While we were there, a kindly old man told Nick we were allowed to go into the Temple and have a look around but that we shouldn’t dawdle too long – the mountain was about to get some good rain.  He was decked out in his waterproof poncho already and he looked like he knew what he was talking about. So we took as many pictures as we could and then started making our way back into town.

Happily, despite a few droplets, there was no epic downpour to drench us on our return. But we did feel like we had earned a bit of a respite so we stopped at one of the local teahouses – I didn’t catch the name but it was not very far from the Gondola station. It seemed to be a cross between a cafe and a pub.  I had a raspberry and lime iced tea and Nick had a beer.  He had just been telling me it was an expensive beer by Taiwan standards and then the waitress served him up a long-neck.  For reference, the beer cost around AUD$4.

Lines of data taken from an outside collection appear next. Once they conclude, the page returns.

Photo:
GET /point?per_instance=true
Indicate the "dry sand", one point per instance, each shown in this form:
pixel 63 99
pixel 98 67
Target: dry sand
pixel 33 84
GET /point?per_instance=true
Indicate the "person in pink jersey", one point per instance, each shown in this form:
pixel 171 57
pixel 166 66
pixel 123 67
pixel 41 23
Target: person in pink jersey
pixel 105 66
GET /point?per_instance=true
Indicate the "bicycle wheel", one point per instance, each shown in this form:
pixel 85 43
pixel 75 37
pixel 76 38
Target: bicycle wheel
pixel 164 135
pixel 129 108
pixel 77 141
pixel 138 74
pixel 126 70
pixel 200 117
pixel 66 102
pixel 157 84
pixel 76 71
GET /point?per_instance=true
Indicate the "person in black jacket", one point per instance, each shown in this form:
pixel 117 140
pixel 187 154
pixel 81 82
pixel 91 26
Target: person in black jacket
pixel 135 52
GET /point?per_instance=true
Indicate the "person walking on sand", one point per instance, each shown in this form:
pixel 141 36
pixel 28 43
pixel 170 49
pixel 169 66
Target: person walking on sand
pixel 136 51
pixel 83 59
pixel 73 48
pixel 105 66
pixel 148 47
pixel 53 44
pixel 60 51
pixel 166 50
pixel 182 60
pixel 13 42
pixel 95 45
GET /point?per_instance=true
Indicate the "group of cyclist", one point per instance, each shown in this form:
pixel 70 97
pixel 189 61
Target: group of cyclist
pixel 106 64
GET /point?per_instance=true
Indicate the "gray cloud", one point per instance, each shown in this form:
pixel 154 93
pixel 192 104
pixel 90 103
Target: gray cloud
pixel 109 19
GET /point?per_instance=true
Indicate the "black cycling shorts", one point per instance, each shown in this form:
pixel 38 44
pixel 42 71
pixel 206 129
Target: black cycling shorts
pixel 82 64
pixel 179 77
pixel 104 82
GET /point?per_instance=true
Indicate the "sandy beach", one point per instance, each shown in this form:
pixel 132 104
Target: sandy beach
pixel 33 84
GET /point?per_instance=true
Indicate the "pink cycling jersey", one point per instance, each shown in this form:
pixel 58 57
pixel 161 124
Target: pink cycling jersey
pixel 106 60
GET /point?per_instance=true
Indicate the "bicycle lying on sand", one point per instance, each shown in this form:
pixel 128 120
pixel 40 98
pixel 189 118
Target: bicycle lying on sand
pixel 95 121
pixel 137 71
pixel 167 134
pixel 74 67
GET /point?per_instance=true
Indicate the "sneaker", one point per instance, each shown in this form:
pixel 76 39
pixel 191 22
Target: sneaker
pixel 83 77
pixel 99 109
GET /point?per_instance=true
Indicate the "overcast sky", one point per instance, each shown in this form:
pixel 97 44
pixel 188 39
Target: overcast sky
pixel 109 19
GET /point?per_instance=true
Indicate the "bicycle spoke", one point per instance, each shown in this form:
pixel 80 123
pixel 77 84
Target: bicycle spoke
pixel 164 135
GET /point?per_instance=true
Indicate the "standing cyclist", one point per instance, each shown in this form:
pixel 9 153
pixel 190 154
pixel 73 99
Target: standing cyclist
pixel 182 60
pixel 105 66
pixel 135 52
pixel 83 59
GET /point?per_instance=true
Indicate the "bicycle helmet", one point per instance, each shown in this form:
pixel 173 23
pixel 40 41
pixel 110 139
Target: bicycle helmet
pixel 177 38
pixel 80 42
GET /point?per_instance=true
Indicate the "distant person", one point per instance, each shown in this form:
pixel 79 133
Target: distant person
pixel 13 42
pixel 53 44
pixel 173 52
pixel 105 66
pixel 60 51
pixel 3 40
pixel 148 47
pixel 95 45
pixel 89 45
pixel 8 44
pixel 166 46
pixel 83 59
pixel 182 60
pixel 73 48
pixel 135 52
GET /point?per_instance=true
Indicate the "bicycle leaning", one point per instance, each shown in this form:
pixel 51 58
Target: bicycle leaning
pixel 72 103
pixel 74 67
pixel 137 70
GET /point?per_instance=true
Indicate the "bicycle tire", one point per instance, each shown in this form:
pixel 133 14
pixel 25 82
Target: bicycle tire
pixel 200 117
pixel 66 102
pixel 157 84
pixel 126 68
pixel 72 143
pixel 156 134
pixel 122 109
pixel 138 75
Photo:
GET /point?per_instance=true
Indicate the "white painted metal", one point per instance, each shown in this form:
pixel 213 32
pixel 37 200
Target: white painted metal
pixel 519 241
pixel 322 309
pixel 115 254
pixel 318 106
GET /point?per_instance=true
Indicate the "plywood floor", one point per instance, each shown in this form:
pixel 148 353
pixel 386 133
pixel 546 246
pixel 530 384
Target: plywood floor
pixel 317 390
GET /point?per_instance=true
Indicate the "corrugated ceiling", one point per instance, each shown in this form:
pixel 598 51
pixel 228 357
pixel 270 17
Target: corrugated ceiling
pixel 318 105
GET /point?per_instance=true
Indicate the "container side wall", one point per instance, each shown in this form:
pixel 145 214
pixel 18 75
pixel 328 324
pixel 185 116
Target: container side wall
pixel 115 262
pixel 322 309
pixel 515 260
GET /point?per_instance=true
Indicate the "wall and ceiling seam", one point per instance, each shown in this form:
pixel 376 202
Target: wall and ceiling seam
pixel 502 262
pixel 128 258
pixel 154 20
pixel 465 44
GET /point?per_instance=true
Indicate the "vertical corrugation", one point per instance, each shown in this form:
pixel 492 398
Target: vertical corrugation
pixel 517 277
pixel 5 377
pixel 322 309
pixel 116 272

We caught the gondola back down and then made our way to the Ningxia Night Market where we planned to have our dinner. This was a great way to experience Taipei!  The market itself was bustling with people jostling for places in lines for the various stalls. The sights (and the smells) were at turns scary and enticing.  Nick and I supped on some pan-fried pork dumplings and some barbecued meat on skewers (boar, chicken and beef). Nick also had a stewed pork bun (but I couldn’t have any of it, because it was garnished with peanuts).  We also had a coconut water and a sugarcane juice and bought a cheeky slice of chocolate raspberry cake to eat once we got back to the hotel.

There was just so much on offer there and I feel like were weren’t nearly adventurous enough.  There was something there had a very strong, pungent odour (it kind of wanted to make me gag) which we later found out was something called ‘stinky tofu’ (apt!) – I want to be courageous enough to try it, but the smell was quite jarring.  Perhaps another day when I am feeling braver (and hungrier!).